Like solvent extraction, the CO_{2} extraction takes place at a low temperature, extracts a wide range of compounds rendering an essence more faithful to the original, and leaves the aromatics unaltered by heat. Because CO_{2} is gas at normal atmospheric pressure, it leaves no trace of itself in the final product. The equipment for CO_{2} extraction is expensive, which is reflected in the price of the essential oils obtained from the process.

===Adulteration===
It takes a large amount of rose petals to distill a small amount of essential oil. Depending on extraction method and plant species, the typical yield can be approximately 1:3,000. To mitigate the cost, most dealers dilute rose oil with Citronellol, Geraniol, Geranium or Palmarosa (Cymbopogon martinii) essential oils, both of which are rich in Geraniol, the main constituent of rose oil. Some of these "rose oils" are up to 90% geranium or palmarosa to 10% rose. This is referred to as extending the rose fragrance. This may be done to compensate for chemotype, e.g. Bulgarian distilled rose oil is naturally low in phenylethanol, and Ukrainian or Russian rose oil is naturally high in phenylethanol. Pure rose oil should not be used directly on the skin, as it can cause allergic reactions such as red skin and spots.
=== History ===
Rosa × damascena is a cultivated flower not found in the wild. Genetic tests indicate that it is a hybrid of R. moschata × R. gallica crossed with the pollen of Rosa fedtschenkoana, which indicates a probable origin in the foothills of central Asia or Iran. Rose oil likely originated in ancient Iran where the production technique was invented.

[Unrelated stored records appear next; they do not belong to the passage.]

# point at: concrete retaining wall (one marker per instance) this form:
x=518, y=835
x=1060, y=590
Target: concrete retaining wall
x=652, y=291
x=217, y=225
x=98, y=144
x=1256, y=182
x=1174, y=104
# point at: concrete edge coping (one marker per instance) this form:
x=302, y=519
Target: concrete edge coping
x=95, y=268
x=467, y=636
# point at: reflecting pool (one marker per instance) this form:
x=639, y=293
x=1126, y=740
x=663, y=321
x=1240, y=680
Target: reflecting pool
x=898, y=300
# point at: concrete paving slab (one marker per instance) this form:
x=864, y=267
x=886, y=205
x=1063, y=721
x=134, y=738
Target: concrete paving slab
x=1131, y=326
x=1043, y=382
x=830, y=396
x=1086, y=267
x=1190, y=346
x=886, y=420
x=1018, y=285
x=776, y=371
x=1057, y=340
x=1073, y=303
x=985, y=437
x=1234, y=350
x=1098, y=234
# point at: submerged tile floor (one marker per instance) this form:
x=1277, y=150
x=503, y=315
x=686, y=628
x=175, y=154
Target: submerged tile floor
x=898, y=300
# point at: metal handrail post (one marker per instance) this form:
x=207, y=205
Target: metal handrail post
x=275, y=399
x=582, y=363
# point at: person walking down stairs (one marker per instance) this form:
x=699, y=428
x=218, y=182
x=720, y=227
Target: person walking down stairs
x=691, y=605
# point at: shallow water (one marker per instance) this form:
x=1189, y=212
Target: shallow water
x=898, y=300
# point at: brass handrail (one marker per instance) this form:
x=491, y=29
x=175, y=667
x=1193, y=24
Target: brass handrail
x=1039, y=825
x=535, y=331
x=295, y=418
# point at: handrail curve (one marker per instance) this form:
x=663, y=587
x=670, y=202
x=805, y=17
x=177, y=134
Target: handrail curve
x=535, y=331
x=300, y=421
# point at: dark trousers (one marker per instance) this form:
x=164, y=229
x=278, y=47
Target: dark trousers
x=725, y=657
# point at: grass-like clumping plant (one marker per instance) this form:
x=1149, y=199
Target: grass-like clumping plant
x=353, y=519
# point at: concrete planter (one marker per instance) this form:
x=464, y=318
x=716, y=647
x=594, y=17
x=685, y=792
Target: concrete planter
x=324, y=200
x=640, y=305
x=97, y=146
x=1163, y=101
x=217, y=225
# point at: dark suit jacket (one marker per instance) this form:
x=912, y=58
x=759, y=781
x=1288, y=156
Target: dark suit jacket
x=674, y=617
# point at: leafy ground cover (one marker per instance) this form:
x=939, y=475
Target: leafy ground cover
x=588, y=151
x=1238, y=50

=== Bulgarian rose oil ===
Bulgarian rose oil is generally characterized by the following qualities:

- It differs to other rose oils in the quantitative content of its ingredients. About 283 components have been identified in the composition of Bulgarian rose oil. They are divided into two groups of substances:
  - odor carriers – represent the liquid part of the oil-eleoptene;
  - odor fixatives – hard at room temperature and odorless, but fix the odor and give it durability-stearoptene. Of the many components of eleoptene with a rosy odor are citronellol, geraniol, nerol, phenylethyl alcohol, but the typical rose odor is also formed by the presence of some characteristic molecules in trace amounts.
  - contains: ethanol (up to 3%), linalool (1 to 3%), phenethyl alcohol(up to 3%), citronellol (24 to 35%), nerol (5 to 12%), geraniol (13 to 22%), geranyl acetate (up to 1.5%), eugenol (up to 2.5%), methyl eugenol (up to 2%) and farnesol (at least 1.4%); hydrocarbons – C17 heptadecane (from 1 to 2.5%), C19 saturated hydrocarbon nonadecane CH3 (CH2) 17CH3 (from 8 to 15%), C19 unsaturated hydrocarbon with one or more double carbon bonds nonadecene CH3 (CH2) 16CH = CH2 from 2 to 5%), C21 heneicosane (from 3 to 5.5%) and C23 tricosane (from 0.5 to 1.5%).
- It has a light yellow color with a greenish tinge;
- It resembles almond oil in consistency;
- It has a strong aroma and sharp balsamic taste;
- It has an excellent combination of liquid and solid components.